Option 3: Repeated Reading vs. Wide Reading
Here, the comparison group reads three different passages one time each during each session. This setup isolates the specific effect of repeated readings on fluency by directly comparing it to reading passages only one time. Advantages of this approach include straightforward implementation and standardization across studies, as well as high relevance for instructional practice. Additionally, the contrast allows for a clear assessment of the impact of rereading specific passages on fluency, enhancing causal interpretation. However, requiring the interventionist to work with both groups necessitates pulling more students from class, and doubling personnel resources need to implement the study. Existing literature also suggests that the benefits of repeated reading over single readings may be limited, potentially affecting the study’s impact. It is also possible to add a control group that does not receive any reading intervention to gauge the effects of repeated reading and wide reading in comparison to no intervention, but that would require a larger sample and may be problematic in terms of designing the effect grid.
Each contrast presents trade-offs related to implementation costs and resources. The level of training, monitoring, and fidelity required will vary across contrasts, especially if controls are not consistent across sites. Additionally, parental and school buy-in may differ depending on perceived value (e.g., BAU could raise concerns if seen as a “non-intervention” with varied classroom conditions). These considerations are key to planning a study design that balances feasibility, rigor, and relevance for both research and practical applications.

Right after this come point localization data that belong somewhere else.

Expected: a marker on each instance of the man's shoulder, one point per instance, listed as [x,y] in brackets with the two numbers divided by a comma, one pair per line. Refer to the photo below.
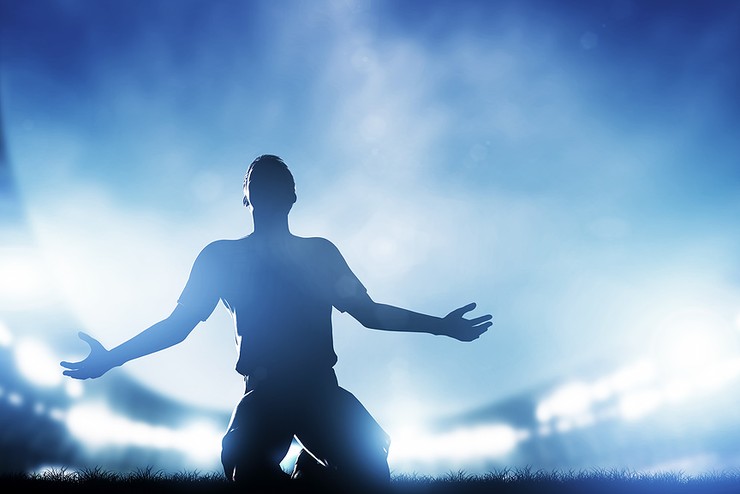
[221,248]
[317,243]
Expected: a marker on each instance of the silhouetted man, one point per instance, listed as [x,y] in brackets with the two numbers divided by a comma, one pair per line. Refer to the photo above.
[280,290]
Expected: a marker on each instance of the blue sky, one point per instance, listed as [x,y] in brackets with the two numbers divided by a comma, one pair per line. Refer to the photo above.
[570,166]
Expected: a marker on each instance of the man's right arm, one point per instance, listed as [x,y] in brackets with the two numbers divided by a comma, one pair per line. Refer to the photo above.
[164,334]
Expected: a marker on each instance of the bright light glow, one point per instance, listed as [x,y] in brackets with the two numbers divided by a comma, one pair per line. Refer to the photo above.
[469,443]
[74,388]
[37,364]
[636,405]
[97,426]
[572,399]
[6,337]
[22,279]
[692,339]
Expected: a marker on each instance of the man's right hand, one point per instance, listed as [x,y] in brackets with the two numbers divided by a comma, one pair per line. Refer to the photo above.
[456,326]
[97,363]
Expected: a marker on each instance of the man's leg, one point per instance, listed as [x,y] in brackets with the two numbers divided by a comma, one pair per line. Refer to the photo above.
[342,434]
[257,440]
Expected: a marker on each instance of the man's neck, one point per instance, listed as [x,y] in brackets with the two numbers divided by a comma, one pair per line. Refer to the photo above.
[271,226]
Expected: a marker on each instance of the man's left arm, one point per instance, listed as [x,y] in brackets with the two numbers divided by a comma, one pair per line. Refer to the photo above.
[386,317]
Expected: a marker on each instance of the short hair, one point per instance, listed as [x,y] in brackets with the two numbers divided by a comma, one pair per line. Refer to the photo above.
[268,167]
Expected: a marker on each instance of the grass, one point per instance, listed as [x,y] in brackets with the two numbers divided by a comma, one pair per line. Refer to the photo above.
[497,482]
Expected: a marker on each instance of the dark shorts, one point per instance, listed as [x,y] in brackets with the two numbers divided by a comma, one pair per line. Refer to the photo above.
[328,421]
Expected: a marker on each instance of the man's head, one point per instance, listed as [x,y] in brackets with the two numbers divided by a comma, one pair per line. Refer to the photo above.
[269,184]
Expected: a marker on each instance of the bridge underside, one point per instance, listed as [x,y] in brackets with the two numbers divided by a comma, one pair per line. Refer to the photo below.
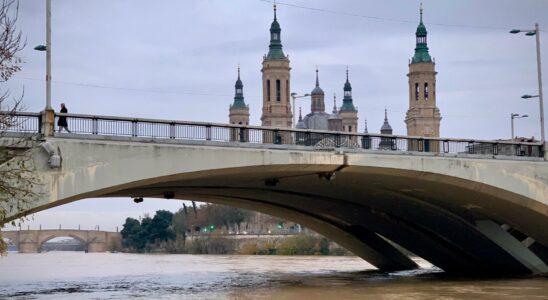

Section 6: Issues for Consideration
Research Aims
Do we wish to prioritize examination of generalizability across variations in intervention characteristics, generalizability across variations in student characteristics, or generalizability across variations in the hybrid of different moderator characteristics?
Moderators
Thinking about the selection of moderators for testing and levels/measurement of moderators (see Section 3):
- Is grade level above assessed reading level too high?
Control Condition
Select control condition and identify critical elements of intervention and control conditions (see Section 5).
- How many sessions is sufficient to expect an effect on reading fluency?
Student Eligibility Criteria
Student eligibility criteria – some initial thoughts:
- Grade level: Depends on final design, but early elementary = 3rd and 4th grade and upper elementary
- Reading disability and at risk: Disability = on IEP with (a) primary diagnosis of LD and (b) IEP goal related to reading and scoring in risk range on screener; At risk = not on IEP or 504 plan, but scoring in at-risk range on screener.
- Floor for reading level on screener
- English proficiency
Effect Grid
Consider which area(s) we want to focus on when examining generalizability of repeated reading effects.
- For example, is examining generalizability across variations in student characteristics more important than variations in the intervention characteristics?